Oh, I do love Jane and am happy to see her looking more like herself - just older and a bit plumper. In the last photos you showed it looked like some kind of water-retaining medication, and I was worried about her.

I've been very busy working, so haven't found the time to view her entire documentary. One client said very lovely things about me - "a writer, not just a translator".

I love that style but it is not ideal on small plumpish women. I lost a fair bit of weight recently so I'm very happy in my jeans, but I also look good in skirts, worn in boho style with tights or leggings. (Welcome) weight loss or not, I still have a bum. Indeed, I found two very nice jeans from Reitmans (low to medium chain - I hate their synthetic-heavy tops but am very happy with their jeans, though they won't last as long as those with almost no lycra). They were described as "petite leggings", which brings to mind the horror of jeggings, and they are nothing like that. Just jeans narrow in the hem, and as I didn't buy them small,not clingy at all.

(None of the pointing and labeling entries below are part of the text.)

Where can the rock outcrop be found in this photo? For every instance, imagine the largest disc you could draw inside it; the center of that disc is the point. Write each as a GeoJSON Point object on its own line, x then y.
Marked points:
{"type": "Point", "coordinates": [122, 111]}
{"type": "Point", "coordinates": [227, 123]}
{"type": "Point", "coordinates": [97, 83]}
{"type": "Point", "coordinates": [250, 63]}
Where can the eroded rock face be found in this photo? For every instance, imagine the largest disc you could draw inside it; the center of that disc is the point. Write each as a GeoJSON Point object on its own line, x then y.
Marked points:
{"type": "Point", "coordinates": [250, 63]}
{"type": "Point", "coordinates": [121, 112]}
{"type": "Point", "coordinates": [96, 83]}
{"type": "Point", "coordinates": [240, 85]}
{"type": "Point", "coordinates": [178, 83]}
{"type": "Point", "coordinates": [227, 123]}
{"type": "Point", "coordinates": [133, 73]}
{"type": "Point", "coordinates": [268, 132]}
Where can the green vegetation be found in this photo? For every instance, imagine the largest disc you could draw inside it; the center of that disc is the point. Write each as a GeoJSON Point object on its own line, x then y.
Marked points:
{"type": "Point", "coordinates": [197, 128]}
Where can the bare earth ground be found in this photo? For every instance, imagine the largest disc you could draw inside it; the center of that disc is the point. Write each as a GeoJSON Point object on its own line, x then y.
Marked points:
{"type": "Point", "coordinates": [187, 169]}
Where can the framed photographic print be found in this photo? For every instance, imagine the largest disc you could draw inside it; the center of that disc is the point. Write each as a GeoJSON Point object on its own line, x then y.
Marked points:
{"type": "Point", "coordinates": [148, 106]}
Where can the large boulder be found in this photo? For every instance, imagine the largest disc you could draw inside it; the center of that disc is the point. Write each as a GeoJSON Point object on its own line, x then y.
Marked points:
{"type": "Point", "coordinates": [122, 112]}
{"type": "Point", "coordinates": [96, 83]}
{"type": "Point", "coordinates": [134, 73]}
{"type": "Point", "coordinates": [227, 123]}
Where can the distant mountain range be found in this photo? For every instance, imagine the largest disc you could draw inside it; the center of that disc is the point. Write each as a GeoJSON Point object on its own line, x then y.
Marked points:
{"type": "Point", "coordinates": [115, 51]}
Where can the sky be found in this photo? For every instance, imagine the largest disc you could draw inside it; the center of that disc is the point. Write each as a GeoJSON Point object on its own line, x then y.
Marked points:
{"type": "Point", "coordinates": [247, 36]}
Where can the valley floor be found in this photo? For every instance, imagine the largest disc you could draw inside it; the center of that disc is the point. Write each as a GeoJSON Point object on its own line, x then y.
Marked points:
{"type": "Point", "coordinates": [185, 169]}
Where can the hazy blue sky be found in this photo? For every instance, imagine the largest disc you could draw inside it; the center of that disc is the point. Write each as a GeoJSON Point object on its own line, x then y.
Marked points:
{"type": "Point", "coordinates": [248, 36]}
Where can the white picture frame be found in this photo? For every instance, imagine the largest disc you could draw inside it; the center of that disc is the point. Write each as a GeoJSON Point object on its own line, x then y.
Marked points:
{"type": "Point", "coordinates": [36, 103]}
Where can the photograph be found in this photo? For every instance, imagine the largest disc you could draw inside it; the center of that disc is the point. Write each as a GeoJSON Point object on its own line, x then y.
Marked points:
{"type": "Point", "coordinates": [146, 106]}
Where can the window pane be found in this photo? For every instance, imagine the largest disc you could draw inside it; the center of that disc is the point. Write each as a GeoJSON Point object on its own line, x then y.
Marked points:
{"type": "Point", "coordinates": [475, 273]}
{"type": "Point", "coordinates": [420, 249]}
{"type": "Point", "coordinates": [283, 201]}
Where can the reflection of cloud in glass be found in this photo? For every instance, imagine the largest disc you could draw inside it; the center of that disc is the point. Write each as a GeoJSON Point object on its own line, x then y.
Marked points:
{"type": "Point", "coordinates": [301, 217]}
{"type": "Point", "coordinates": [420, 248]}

The way the female body is put far more on display than the male in that doc is upsetting now. But what I've viewed of the documentary does explain how Jane could be so taken by Serge, who got so toxic towards the end of his life.

Jane is also very serious about being a humanitarian - unlike many entertainers, it isn't a pose - and in showcasing musicians from the world over. Who knows, perhaps I'll meet her some day over coffee or tea. I have met Danielle Mitterand... at la Maison de l'Amérique latine.